"La vérité se tient tantôt ici, tantôt là , assise sur une pierre au bord du chemin, attendant que nous la rencontrions" (p.206)
Hans Thoma Un chant dans la nature
J'ai découvert Les Enfants Jéromine grâce à l'excellent article Et Dieu s'absenta de Philippe Claudel dans "Le Magazine littéraire" de juillet-août 2016 dans lequel l'écrivain montre comment Wiechert pose la grande question d'un Dieu mauvais ou d'un Dieu indifférent.
Comme souligne le traducteur Félix Bertaux dans l'introduction de la nouvelle édition, en Livre de Poche, Ernst Wiechert ne veut pas rivaliser avec Thomas Mann, il " n'entend représenter que "les petits gens" dont l'inspiration foncièrement religieuse ne s'accomode pas du pouvoir temporel. Tout en rendant à César ... ce qui est à César, ils cherchent à rendre à Dieu ce qui est à Dieu. Mais leur dieu même est un dieu en devenir avec lequel ils sont en lutte, un Jéhovah farouche qui, comme les hommes au pouvoir, sème le monde de ruines, et c'est aussi contre lui qu'ils protestent; c'est lui qu'il leur faut réinventer, reformer chaque jour selon la tradition de leurs églises."
Un souffle grandiose et bouleversant émane de ce chef-d'oeuvre, qui m'a rappelé "Le jeu des perles de verre" de Hermann Hesse, remarquables les pages dédiées à "l'enfant prodige" jouant du piano (p.25) capable de "remuer le monde", thème majeur le long de tout le roman avec le celui d'un humanisme camusien "Il croyait savoir qu'il était appelé à servir et non à dominer. Il portait un héritage de toutes les générations et la pluspart des traces se perdaient dans la nuit; mais c'est son père qui lui avait légué le grand, le plus grave héritage: l'amour des hommes"
Comment ne pas penser aux Misérables, à JeanValjean ?
Résumé
À Sowirog, un
village aux frontières orientales de l’Allemagne, entre lac, bois et
tourbières, la vie est simple et laborieuse, illuminée par la Bible.
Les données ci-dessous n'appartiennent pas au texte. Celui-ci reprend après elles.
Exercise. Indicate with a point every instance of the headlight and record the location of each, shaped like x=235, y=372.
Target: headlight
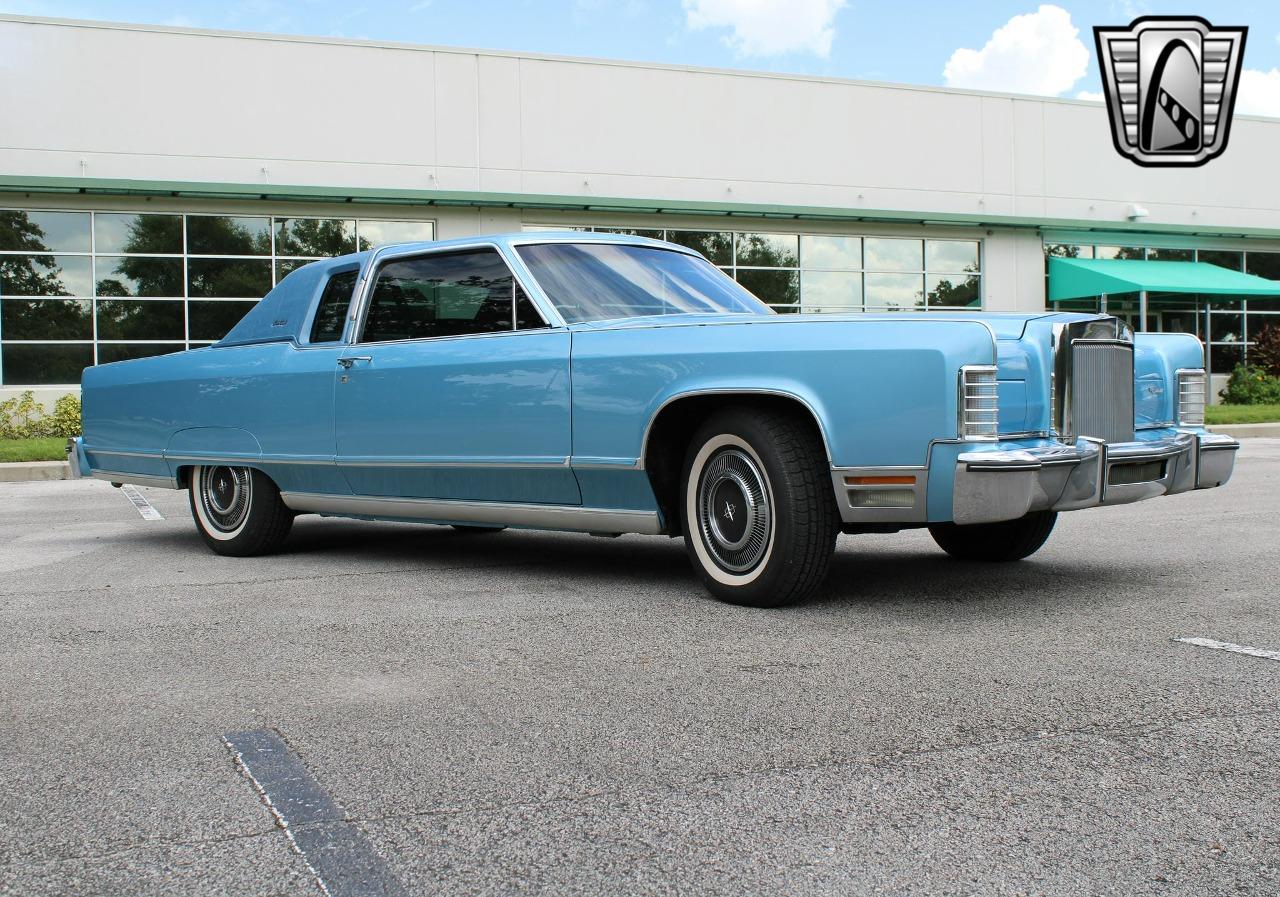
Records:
x=1192, y=392
x=978, y=403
Mais, dans
ce xxe siècle naissant, c’est vers la guerre, l’esprit de vengeance et la folie
du nazisme que s’achemine le monde. Les sept enfants Jéromine auront à le
découvrir. L’un d’entre eux, Jons Ehrenreich (Honoré = riche en honneur), futur médecin, épris de savoir et
de justice, s’inclinera néanmoins devant la sagesse ancestrale, celle du
travail et de l’humilité, face au mystère du destin dans un monde hanté par la
mort.
Ernst Wiechert
Émigration intérieure
Émigration intérieure
Au rythme des
moissons et des chorals luthériens, des noces comme des enterrements, Wiechert
raconte les existences laborieuses mais dignes de ces charbonniers, forestiers
et pêcheurs. « Ils ne lisaient pas de journaux et ce qui se passait dans le
district ou dans le monde ne venait à leur connaissance que par la bouche de
l'instituteur, qui était leur Moïse dans le désert. Il s'en était bien trouvé
certains, parmi eux, que le vide de leur existence avait poussés au désespoir
et qui passaient leurs journées à boire, en cachette ou sans vergogne. D'autres
encore qui fermaient leurs cœurs remplis de haine et d'amertume, des
misanthropes qui se dressaient, durs et froids, comme d'impitoyables juges,
contre leurs enfants effarés, et qu'on ne revoyait plus lorsqu'à midi la cloche
de l'école avait sonné. Cependant la plupart d'entre eux étaient remplis de la
sagesse des pauvres et des solitaires, renfermés sans aigreur dans leur monde.
»
POSTFACE
La troisième partie de ce livre, c'est l'histoire qui l'a écrite en gros et terrifiant caractères, et il n'est permis à aucune fiction de projeter sur cette horreur le reflet lumineux de l'art transfigurateur.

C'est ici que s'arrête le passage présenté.